The company's R&D investments and increased sales and marketing spending to expand beyond its video conferencing platform are already delivering results. Zoom sold a record number of Zoom Phone licenses in the quarter and now has 4 million seats, up 100% over the past year. Meanwhile, it recently launched Zoom Contact Center and Zoom IQ for Sales, which are starting to win over customers. CFO Kelly Steckelberg noted on the quarterly conference call that while Zoom Contact Center is only six months old, it has already reached deal sizes that it didn't expect until its second year.

The cash to continue growing

Even with that increased spending, Zoom continues to generate a lot of cash. That enables the company to make strategic investments while maintaining a pristine balance sheet.

The company has invested over $238 million this year to purchase property and equipment, make strategic investments and acquisitions, and purchase intangible assets. One notable investment was its acquisition of Solvvy to help drive its contact center expansion. Solvvy offers advanced conversational AI and automation capabilities to help Zoom deliver better customer service experiences. 

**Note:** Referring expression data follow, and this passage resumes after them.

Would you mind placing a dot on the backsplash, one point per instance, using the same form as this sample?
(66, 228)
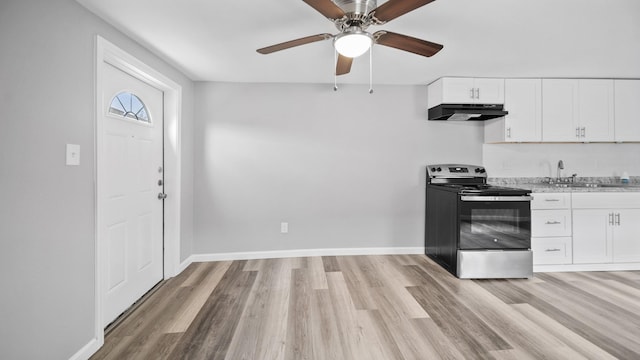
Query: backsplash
(541, 160)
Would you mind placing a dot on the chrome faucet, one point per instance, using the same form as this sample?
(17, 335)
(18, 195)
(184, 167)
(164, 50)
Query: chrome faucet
(560, 167)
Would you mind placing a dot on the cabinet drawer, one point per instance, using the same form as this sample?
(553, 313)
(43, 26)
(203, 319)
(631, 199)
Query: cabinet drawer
(545, 223)
(607, 200)
(548, 251)
(551, 201)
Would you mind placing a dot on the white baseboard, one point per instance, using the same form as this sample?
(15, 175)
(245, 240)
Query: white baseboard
(300, 253)
(587, 267)
(89, 349)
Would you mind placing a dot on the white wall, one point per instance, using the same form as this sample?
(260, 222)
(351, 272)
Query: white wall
(47, 235)
(345, 169)
(541, 160)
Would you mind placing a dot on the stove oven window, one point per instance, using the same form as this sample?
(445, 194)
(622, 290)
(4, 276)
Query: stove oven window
(491, 225)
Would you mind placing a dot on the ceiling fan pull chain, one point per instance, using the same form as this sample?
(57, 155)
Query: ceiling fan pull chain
(370, 69)
(335, 76)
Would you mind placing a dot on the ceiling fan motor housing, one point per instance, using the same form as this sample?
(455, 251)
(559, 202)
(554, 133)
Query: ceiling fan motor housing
(361, 7)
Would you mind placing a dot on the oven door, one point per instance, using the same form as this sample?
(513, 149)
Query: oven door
(495, 222)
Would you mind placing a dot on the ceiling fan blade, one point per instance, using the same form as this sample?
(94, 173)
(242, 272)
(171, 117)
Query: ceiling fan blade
(293, 43)
(327, 8)
(343, 66)
(394, 8)
(406, 43)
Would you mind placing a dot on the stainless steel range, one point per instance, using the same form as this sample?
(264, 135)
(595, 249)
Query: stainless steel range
(476, 230)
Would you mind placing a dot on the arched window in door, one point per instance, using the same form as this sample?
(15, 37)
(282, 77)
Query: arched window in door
(129, 106)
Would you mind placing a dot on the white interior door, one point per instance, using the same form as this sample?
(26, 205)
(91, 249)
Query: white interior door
(131, 179)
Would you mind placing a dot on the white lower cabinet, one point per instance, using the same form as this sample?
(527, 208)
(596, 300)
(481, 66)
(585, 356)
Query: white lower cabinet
(586, 231)
(593, 236)
(551, 250)
(551, 228)
(626, 236)
(606, 228)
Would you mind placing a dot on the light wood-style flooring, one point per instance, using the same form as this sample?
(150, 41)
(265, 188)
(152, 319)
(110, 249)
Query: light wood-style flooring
(378, 307)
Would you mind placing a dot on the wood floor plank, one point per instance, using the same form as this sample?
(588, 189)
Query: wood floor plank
(299, 327)
(560, 332)
(344, 309)
(207, 281)
(317, 274)
(261, 329)
(209, 335)
(561, 306)
(378, 307)
(326, 335)
(330, 263)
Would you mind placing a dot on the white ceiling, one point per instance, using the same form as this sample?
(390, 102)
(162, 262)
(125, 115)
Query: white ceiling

Meanwhile, it still has a lot of money to work with after ending July with $5.5 billion in cash against zero debt. That's roughly $100 million more than it had at the end of January. 

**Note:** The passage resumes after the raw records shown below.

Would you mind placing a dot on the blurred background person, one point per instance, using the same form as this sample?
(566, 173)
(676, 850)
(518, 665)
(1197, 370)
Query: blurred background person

That enormous cash balance and Zoom's ability to generate free cash give it a huge competitive advantage these days. With interest rates rising and stock prices falling, it's getting much more challenging for companies to access capital, especially if they're not profitable and have debt. That's limiting their ability to continue investing. 

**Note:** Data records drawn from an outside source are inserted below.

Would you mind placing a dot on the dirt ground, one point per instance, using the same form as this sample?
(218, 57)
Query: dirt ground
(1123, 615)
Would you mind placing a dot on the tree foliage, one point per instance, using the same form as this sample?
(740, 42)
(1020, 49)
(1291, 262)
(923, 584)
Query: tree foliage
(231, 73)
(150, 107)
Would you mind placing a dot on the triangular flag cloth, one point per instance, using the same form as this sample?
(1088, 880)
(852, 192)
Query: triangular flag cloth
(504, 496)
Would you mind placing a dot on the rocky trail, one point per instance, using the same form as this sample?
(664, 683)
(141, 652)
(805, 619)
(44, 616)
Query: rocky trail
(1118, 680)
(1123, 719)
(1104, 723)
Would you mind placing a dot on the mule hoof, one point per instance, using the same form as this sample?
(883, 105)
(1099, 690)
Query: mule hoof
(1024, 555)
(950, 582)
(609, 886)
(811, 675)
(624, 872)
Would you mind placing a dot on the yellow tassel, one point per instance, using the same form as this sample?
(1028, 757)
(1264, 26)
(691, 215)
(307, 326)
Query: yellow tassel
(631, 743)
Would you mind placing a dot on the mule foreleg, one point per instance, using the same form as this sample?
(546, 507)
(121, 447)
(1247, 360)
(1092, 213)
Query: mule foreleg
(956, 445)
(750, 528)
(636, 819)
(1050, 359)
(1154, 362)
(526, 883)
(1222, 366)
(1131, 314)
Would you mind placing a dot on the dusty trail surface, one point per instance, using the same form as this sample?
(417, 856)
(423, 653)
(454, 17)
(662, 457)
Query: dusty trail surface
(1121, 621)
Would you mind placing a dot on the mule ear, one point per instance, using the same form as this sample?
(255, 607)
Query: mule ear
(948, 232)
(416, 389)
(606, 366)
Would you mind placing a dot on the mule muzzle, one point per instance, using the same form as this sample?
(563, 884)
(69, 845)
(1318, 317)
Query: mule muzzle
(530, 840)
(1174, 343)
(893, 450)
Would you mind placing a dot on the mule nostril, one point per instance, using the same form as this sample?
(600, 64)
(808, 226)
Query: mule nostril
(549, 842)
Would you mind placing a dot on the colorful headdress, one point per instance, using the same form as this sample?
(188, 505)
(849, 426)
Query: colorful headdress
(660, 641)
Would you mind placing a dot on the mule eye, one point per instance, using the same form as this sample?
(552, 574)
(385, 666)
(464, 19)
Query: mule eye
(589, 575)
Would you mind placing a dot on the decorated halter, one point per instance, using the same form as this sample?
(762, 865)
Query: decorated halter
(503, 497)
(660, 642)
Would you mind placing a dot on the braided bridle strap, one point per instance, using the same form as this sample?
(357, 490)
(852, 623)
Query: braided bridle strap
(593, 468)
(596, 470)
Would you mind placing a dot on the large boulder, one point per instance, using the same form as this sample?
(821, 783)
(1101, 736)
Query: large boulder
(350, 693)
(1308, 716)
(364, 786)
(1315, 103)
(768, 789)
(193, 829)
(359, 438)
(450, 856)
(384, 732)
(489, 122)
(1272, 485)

However, since Zoom doesn't need to access outside capital, it has the financial flexibility to continue investing during the current economic uncertainty. While CFO Kelly Steckelberg did caution on the second-quarter call that Zoom's "taking a prudent and cautious approach in this environment" it has the financial means for "focused investments and hiring to drive innovation and customer happiness." It also has the financial resources to make acquisitions if the right opportunity emerges.

Those investments should pay off over the long run. Hybrid work is here to stay, and Zoom remains committed to building a platform to help companies stay connected to their teams while expanding its product offerings to improve collaboration and outcomes.

Zoom's continued ability to produce cash is a huge advantage

Zoom is facing a lot of growth headwinds these days as its pandemic-driven tailwind fades, and the economy slows. However, its business is generating free cash, giving it the funds to invest in new sources of growth. That's a huge advantage these days, and investors shouldn't count Zoom out.